Chuck Beal received a license to drag race in 1966. He started out racing in front- and rear-engine vehicles, and then switched to the alcohol funny car class. He would later move onto nitro-class cars after he rolled over in his alcohol car. He attempted to make his racing into a business throughout his career. The Chuck Beal Racing company is located in San Diego, California. In 2006, it was announced that Chuck Beal's grandson Brandon Welch would be driving the Beal Racing Nitro Funny Car in the 2007 NHRA competition. Beal and his company hosted an event called "Salute to Our Armed Forces", an open house dedicated to former and present members of the United States Navy and Marine Corps and the "Wounded Warriors Thursday". At the event, the members of the military and their families were able to see one of Beal's drag race cars and meet the staff.

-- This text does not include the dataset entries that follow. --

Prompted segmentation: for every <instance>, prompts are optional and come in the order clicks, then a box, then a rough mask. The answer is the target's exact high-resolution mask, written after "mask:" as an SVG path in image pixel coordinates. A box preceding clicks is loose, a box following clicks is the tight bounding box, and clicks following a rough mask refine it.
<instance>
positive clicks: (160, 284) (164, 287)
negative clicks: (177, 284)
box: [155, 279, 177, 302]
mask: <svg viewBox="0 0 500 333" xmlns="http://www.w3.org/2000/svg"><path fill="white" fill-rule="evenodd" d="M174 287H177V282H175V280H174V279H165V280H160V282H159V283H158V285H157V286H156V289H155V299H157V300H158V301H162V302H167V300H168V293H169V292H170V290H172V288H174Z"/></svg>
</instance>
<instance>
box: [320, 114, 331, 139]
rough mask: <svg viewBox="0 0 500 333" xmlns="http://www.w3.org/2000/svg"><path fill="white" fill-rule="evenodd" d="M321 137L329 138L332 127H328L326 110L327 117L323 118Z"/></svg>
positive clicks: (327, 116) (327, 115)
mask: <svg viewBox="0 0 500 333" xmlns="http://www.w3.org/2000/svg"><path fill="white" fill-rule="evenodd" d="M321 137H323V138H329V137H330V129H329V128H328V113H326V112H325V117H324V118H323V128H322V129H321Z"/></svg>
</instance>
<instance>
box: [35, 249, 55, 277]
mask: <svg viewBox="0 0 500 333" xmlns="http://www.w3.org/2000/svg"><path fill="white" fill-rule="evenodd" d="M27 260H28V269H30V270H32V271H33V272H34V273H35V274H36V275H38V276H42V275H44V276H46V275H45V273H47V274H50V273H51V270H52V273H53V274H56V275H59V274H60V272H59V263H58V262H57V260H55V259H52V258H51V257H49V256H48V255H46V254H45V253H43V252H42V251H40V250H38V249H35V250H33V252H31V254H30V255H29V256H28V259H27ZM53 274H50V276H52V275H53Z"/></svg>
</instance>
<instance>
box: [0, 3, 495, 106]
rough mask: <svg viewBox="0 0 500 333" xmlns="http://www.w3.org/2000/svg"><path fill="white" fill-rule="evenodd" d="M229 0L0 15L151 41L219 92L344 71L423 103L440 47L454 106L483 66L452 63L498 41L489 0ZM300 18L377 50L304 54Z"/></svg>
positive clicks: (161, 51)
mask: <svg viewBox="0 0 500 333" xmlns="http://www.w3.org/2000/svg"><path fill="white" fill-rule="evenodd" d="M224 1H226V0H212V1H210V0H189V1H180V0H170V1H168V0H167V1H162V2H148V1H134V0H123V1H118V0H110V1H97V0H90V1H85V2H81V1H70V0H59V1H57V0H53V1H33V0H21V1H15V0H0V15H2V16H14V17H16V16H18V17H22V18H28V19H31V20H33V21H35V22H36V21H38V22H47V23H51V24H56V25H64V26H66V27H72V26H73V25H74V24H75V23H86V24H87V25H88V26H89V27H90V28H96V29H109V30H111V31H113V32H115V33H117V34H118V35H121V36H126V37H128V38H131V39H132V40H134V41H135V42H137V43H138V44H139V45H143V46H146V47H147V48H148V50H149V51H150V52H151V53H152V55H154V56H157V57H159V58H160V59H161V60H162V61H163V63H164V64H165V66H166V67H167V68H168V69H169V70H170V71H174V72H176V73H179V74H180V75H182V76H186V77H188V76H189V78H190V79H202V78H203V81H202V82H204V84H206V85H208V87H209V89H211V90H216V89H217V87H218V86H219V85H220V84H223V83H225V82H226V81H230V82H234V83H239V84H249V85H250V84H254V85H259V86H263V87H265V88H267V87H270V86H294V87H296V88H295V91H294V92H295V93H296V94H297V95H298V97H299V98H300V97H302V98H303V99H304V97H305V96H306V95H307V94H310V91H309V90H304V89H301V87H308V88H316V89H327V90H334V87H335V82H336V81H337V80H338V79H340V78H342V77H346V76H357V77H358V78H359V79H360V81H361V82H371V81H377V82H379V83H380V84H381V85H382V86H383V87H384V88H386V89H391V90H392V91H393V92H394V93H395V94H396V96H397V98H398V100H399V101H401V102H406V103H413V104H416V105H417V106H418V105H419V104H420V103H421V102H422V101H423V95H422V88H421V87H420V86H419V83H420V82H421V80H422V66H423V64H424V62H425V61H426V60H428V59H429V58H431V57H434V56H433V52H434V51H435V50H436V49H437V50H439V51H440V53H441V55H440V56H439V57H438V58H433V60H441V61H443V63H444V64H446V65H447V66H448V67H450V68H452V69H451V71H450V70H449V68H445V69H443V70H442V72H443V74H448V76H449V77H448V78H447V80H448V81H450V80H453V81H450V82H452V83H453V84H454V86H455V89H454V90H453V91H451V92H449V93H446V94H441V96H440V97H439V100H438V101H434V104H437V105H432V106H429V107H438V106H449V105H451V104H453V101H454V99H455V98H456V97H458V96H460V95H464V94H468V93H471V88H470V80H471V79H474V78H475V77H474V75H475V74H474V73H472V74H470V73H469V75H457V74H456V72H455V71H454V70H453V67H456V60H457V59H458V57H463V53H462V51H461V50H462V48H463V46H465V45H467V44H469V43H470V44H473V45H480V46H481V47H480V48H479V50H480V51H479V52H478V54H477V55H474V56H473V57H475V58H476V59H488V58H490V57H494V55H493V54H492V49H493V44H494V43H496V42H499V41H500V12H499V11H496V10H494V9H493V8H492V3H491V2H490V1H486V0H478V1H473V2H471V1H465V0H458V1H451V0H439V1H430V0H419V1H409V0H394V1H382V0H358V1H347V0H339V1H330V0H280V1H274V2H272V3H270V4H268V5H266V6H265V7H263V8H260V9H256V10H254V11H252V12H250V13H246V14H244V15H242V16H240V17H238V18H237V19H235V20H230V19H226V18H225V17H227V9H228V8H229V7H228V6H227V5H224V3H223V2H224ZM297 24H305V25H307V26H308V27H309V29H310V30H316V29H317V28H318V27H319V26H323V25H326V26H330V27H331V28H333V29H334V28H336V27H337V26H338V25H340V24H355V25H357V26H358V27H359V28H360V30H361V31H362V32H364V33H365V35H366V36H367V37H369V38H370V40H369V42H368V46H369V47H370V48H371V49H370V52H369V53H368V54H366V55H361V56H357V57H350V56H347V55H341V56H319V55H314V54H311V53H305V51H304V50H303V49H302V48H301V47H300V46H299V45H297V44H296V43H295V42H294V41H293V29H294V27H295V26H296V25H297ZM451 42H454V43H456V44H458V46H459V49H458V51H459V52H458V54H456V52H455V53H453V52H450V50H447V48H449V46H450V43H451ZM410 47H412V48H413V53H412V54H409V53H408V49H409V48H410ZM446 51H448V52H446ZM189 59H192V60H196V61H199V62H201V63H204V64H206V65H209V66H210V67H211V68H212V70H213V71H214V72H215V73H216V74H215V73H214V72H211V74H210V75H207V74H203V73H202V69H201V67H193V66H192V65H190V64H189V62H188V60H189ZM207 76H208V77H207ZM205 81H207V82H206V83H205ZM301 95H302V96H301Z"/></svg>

Several drag racers have driven funny cars for Chuck Beal, including Jeff Arend (who now drag races for Jim Dunn Racing). One of Chuck Beal's racers, Jeff Diehl, was in an explosion while driving in Beal's nitro Funny Car during the Firebird Raceway NHRA National Time Trials event. Beal was quoted as saying " "It's a big, big dent in my pocketbook ... It was pretty devastating. It took out a brand-new TFX block. It may be salvageable, but it took out the crank and one head. The blower, obviously, is junk, but all of the safety equipment -- the blower and valve-cover restraints--did their job, so my hat is off to Deist. The body is cracked and will need to be repaired, but I've got a spare." In 2009, Beal and his crew finished work on a new car that was intended to help get Welch his competitive license. The completion of the vehicle was celebrated with a visit to the Cajon Classics Cruise Funny Car Frenzy at El Cajon, California. Chuck Beal Racing has multiple sponsors, including UnderCover Truck Bed Covers, TruXedo Tonneau Covers, ProZ, and TruXP.

=== Chuck Beal ===

Chuck Beal's regular career was as a nuclear-quality engineer. Chuck Beal's racing wins are typically in the west coast of the United States. Chuck Beal experienced back-to-back wins at the Winternationals in 1982 and 1983. In 1984, Beal won the Alcohol Funny Car portion of the Firebird International Raceway near Phoenix, Arizona, beating other racers such as Chris Christensen in the final lap. He also placed at the top at the Baylands Raceway in 1984, beating racers including Hans Kuesel. In a Division 6 competition for Top Alcohol Funny Car, Beal surpassed competitor Brad Anderson. In the first round of a Funny Car race event, Beal defeated competitor John Force. An editor for Drag Racing Online referred to the event and Beal's success as the "single most spectacular race of the event" and the "single biggest upset of the event", respectively. In 2017, Chuck Beal died from a heart complication.

=== Brandon Welch ===

Brandon Welch earned an undergraduate and master's degree from San Diego State University in business entertainment. He would later graduate from Frank Hawley's Drag Racing School, which contributed to Beal choosing him to race his Funny Car. also became the company's Vice President of Marketing. Before he served as VP of Marketing at Chuck Beal Racing, he was an account executive for JHG. His professional debut in Funny Car racing is slated to occur at the National Hot Rod Association's Toyota Nationals in Las Vegas, Nevada, following a hiatus from competition for the company. He will ride in a vehicle created by Beal specifically for Welch's use. Before entering this race, Welch had served as a crew member for Chuck Beal Racing for 15 years.

== Reception ==

In a 1984 issue of the magazine National Dragster, the author referred to Chuck Beal's funny car as being one of the most recognizable of the time. It was featured on the front cover of the magazine.